Hermes: The souls, you know that, dwell in the ether, between the region of the clouds and the region of the stars. It is from there that they dispense their blessed influence. But, alike the sun cannot dispend its warmth and light to those who avoid its rays in hiding in caves, so the forgotten dead, in turn, also forget the living. They are present only to those who think about them and who pray to them. The thought of the ancient nations would shine like a lighthouse over the future, if the future would gather the lessons of the past like a son’s respect over his father’s memory; but the time has come, when according to Thoth’s word, we would prefer darkness over light and death over life. Ancient Egypt can sleep in the depth of its necropolis; at the time when science will invoke it, it would find a way to reveal the secret of its mysterious language to those who would interrogate it fervently.
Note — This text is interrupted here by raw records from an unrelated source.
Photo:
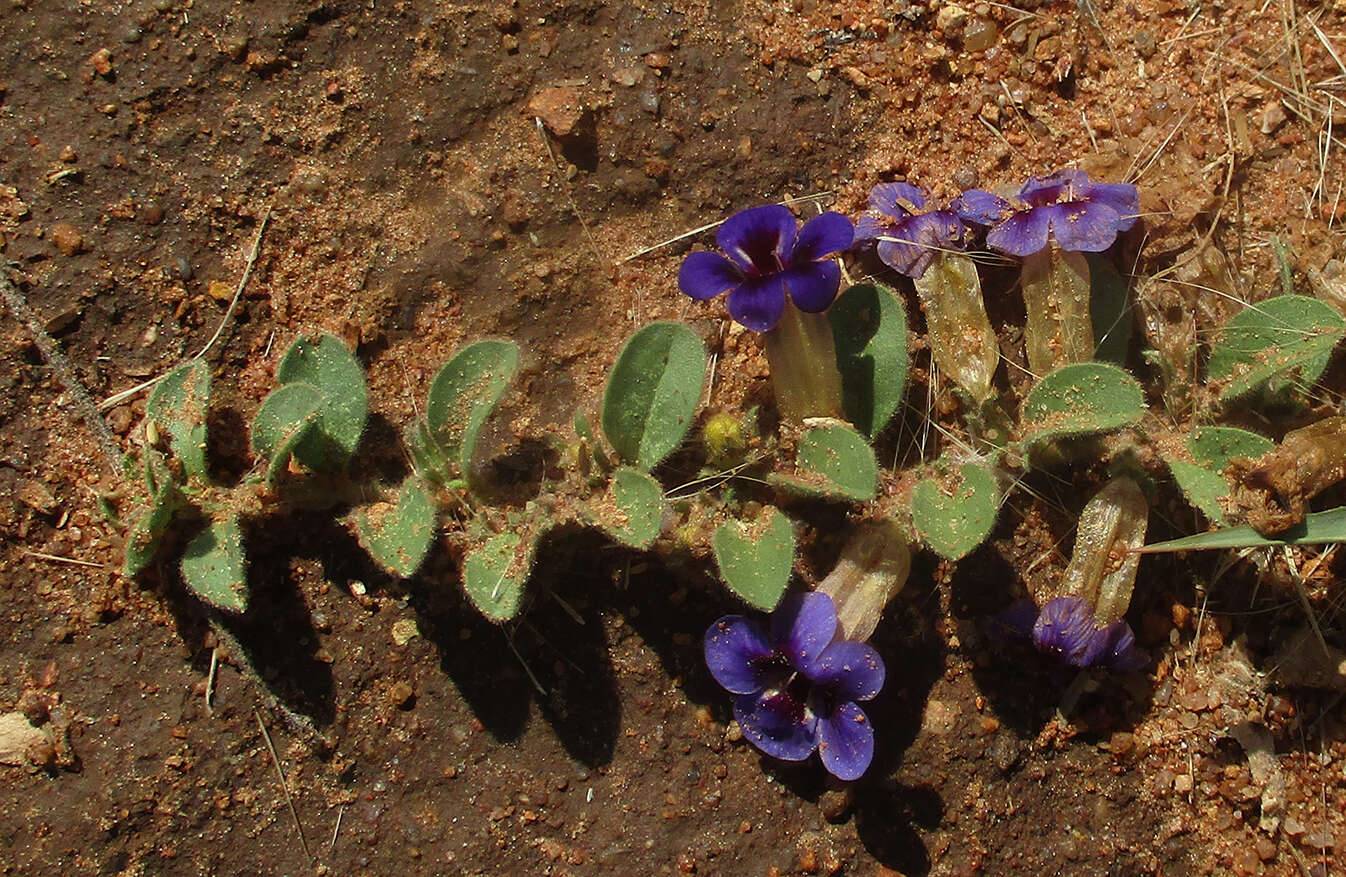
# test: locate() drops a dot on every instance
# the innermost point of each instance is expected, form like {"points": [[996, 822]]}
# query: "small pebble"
{"points": [[401, 694], [101, 62], [66, 238]]}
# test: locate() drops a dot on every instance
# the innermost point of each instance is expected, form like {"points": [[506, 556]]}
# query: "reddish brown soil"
{"points": [[413, 203]]}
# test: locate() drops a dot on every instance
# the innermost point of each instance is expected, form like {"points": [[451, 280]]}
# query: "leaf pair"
{"points": [[318, 413], [397, 533], [213, 565]]}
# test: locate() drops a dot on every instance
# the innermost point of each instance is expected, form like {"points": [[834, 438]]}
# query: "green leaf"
{"points": [[1275, 338], [833, 460], [1319, 527], [956, 513], [428, 459], [214, 566], [494, 575], [633, 509], [178, 406], [330, 369], [1109, 308], [1214, 447], [1081, 398], [870, 332], [147, 534], [284, 418], [1202, 487], [582, 427], [397, 534], [463, 394], [755, 561], [652, 393]]}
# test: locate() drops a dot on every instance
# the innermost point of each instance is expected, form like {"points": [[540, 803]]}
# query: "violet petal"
{"points": [[980, 207], [758, 301], [707, 275], [1022, 234], [1066, 628], [820, 237], [845, 741], [886, 198], [1121, 197], [758, 238], [1121, 654], [738, 654], [802, 626], [851, 671], [813, 285], [1084, 226], [777, 724], [868, 227]]}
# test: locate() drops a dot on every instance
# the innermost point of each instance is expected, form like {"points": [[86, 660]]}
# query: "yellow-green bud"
{"points": [[724, 440]]}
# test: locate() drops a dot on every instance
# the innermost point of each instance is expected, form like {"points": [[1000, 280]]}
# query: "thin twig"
{"points": [[331, 846], [57, 558], [65, 371], [284, 786], [509, 640], [210, 679], [296, 722], [220, 330]]}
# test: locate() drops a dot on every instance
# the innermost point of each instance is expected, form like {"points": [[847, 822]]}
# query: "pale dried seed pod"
{"points": [[1055, 293], [1111, 533], [871, 570], [1273, 491], [961, 339]]}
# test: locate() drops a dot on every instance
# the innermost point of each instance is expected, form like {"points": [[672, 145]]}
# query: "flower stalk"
{"points": [[804, 373], [1055, 292], [871, 570], [961, 339]]}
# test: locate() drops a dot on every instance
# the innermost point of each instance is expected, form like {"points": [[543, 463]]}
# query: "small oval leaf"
{"points": [[1214, 447], [1081, 398], [214, 568], [283, 421], [330, 369], [956, 513], [397, 534], [1275, 338], [833, 460], [870, 334], [633, 509], [1202, 487], [465, 393], [755, 561], [494, 573], [178, 406], [653, 392], [147, 534]]}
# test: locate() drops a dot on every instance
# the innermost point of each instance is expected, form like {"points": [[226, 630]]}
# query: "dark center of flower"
{"points": [[761, 248], [788, 704]]}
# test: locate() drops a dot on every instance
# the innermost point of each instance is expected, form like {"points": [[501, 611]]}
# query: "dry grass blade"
{"points": [[112, 401], [284, 786], [788, 202], [65, 371]]}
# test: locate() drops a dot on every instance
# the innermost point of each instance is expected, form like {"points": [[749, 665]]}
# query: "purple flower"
{"points": [[1082, 215], [1066, 628], [907, 236], [769, 257], [796, 690]]}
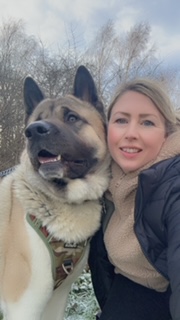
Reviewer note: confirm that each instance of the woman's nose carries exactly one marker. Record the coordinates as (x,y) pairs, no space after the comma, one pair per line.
(132,131)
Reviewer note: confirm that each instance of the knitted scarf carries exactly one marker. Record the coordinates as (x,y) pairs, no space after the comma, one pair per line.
(121,243)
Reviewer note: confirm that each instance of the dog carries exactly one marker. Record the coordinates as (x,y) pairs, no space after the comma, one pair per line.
(50,204)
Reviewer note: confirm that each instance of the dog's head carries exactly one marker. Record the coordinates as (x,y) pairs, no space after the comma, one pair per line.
(66,137)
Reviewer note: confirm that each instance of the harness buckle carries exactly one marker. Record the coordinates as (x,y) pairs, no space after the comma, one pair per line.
(68,266)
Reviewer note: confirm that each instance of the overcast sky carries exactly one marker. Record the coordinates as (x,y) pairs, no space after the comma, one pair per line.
(50,20)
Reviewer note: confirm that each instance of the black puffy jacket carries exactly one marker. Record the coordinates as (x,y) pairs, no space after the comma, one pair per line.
(157,227)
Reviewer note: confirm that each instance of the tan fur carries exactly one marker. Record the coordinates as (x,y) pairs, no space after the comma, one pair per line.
(69,208)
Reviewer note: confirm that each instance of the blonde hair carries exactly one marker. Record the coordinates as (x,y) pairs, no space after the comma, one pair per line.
(153,90)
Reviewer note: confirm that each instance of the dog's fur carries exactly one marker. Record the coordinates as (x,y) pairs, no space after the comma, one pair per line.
(62,174)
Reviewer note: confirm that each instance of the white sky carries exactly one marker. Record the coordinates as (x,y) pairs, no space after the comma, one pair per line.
(50,20)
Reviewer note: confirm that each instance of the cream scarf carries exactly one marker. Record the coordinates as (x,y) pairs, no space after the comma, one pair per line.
(121,243)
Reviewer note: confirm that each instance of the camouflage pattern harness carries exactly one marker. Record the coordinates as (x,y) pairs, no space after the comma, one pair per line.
(64,256)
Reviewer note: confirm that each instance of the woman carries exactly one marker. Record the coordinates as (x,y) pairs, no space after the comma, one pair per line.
(135,257)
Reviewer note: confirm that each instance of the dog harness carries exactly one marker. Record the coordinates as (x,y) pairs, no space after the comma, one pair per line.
(64,256)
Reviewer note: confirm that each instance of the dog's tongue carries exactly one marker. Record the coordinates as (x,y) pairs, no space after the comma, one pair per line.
(43,160)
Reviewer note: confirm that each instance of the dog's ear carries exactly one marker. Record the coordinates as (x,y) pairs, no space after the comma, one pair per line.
(85,89)
(32,96)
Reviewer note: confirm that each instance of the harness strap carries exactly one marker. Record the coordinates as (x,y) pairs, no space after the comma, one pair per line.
(64,256)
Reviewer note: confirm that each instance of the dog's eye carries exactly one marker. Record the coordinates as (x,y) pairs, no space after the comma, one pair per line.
(71,117)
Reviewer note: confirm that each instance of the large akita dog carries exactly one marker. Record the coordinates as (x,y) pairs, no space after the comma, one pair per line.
(50,204)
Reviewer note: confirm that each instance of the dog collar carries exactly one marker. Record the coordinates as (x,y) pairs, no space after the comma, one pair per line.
(64,256)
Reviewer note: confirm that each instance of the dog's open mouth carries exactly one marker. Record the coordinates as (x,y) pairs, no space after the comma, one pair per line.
(55,166)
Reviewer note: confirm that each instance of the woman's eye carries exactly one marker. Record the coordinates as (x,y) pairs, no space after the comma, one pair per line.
(121,120)
(148,123)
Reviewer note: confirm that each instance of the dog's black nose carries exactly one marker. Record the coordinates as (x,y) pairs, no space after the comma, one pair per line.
(37,128)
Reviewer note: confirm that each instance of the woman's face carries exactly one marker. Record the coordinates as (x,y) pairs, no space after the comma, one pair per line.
(136,131)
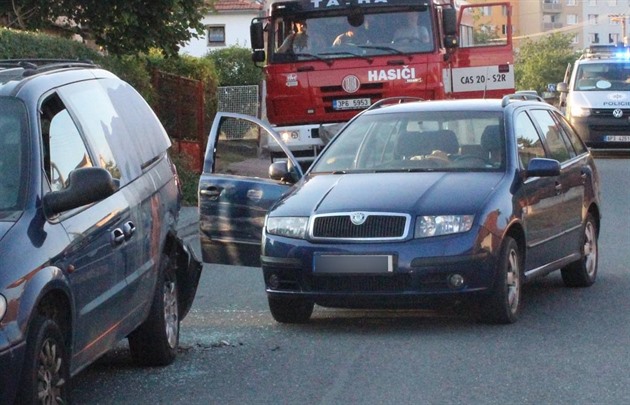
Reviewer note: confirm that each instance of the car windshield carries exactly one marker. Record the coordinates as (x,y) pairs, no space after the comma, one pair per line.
(605,76)
(336,36)
(12,151)
(417,141)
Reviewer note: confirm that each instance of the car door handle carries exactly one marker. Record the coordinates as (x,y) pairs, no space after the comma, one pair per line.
(117,236)
(129,229)
(212,192)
Asclèpius: An indistinct noise comes to us here, Trismegistus; I fear that our refuge will be discovered; I will open the sluices, if it is still time.
Hermes: Why bother, Asclèpius? Let destiny fulfill itself; it is better to die together…He is gone and doesn’t hear me anymore. The noise is approaching, a clash of arms, hasty footsteps, death shouts. Let’s join him. But here he comes back. Are you wounded my son?
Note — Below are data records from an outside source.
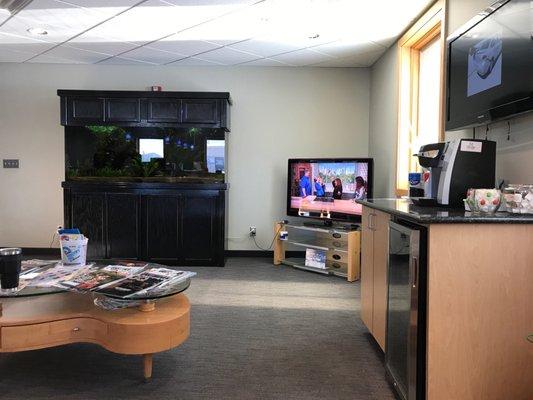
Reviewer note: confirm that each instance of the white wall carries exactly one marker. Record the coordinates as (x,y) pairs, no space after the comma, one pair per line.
(277,113)
(384,121)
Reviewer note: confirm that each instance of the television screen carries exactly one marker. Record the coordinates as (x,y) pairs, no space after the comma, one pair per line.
(328,188)
(489,66)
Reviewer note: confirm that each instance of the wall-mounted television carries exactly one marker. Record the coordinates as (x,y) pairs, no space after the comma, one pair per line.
(490,66)
(326,188)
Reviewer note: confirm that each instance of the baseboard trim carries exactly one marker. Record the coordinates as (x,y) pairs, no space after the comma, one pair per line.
(51,251)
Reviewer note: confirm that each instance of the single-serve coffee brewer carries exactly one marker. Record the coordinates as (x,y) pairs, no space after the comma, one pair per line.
(10,259)
(454,167)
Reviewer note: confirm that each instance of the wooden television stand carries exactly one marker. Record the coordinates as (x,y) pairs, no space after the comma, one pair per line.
(342,247)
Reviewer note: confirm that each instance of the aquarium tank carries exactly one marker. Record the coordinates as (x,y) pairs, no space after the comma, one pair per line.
(145,154)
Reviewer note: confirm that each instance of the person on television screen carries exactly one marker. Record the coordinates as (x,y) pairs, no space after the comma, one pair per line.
(305,184)
(360,188)
(319,187)
(337,189)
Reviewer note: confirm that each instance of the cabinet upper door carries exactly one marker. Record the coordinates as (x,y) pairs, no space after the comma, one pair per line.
(123,110)
(201,111)
(85,110)
(163,110)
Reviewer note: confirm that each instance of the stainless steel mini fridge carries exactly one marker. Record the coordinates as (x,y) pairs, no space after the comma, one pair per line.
(406,311)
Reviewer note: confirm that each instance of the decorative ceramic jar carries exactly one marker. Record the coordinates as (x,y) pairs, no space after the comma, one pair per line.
(483,200)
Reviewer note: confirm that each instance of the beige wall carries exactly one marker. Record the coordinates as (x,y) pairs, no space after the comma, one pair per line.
(384,121)
(514,161)
(277,113)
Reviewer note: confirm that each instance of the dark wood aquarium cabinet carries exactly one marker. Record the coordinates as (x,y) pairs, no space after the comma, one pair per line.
(145,173)
(175,224)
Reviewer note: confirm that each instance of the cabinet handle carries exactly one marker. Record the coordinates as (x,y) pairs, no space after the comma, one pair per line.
(371,224)
(415,272)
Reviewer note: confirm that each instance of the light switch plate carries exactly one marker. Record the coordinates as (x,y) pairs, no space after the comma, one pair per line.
(11,163)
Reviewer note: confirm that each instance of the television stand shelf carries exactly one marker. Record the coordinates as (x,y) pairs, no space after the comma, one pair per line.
(342,247)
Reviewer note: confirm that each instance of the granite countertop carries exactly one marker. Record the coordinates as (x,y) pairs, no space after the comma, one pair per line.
(441,215)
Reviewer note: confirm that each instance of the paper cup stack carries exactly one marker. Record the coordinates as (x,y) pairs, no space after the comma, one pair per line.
(73,249)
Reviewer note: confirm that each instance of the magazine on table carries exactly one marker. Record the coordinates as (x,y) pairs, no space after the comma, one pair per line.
(97,277)
(146,281)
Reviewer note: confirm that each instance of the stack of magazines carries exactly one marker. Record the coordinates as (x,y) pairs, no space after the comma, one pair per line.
(125,280)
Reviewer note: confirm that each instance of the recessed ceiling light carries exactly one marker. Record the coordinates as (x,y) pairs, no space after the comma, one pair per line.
(37,31)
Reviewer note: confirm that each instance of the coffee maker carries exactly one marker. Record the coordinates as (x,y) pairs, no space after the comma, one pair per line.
(455,167)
Asclèpius: I am dying, father. It was too late to close the way to them. They are now in the underground path following my blood’s trail. He dies; Bishop Theodorius enters followed by monks and soldiers.
Theodorius: Seize this old man and tie his hands, but respect his life, our God forbids the shedding of blood.
Hermes: Why then have you shed the blood of this young man?
A centurion: Rebellion and ungodliness are crimes. It has been sixty years now that an edict has proclaimed the closing of all of the idols ‘s temples . It is a shame for Egypt that the Demon still holds in Philae one last lair.
A monk: Deliver us the treasure that you keep hidden somewhere in these caves, and we will forget the punishment that you deserve.
Hermes: I would have delivered it to you to buy back the life of this young man; as you have killed him, my secret will die with me.
A soldier: Then die and may your fake religion disappear from this earth.
Hermes: I was awaiting this response and I am grateful to the hand that has stricken me.
The centurion: Let’s break this ebony trunk; the treasure must be there.
Hermes: It is all yours; it can be of use; keep it for your children.
Theodorius: What, only scrolls of papyrus? Without doubt books of magic: Let them be burned; our children have the Gospel and do not need any other reading. As soon as tomorrow, this temple will be purified and consecrated to the true God.
Hermes: Thoth’s prophecy is now accomplished; the great night is now overwhelming the world. You are blaspheming the gods of your fathers, you are destructing yourselves the work of centuries and give nothing for the barbarians to do. They will eventually come to avenge us; they will proscribe your religion like you proscribing ours. Egypt will offer its hands to the chains of slavery and in the future, when travelers will come from distant lands of the West to admire the ruins of our temples, if they would look for the descendants of this powerful race that was the ancestor and tutor of all nations, they would be seeing swarming the silt of the Nile a people of jackals, searching the earth where our dead are resting and violate their tombs to sell the coffins of their ancestor. I am dying and may the gods reunite me with he who was my disciple and my last friend. No pious hands will come bury, according to our sacred rites, the last two priests of a dead religion, but our delivered souls, will fly together towards the luminous spheres where dwell the souls of our fathers.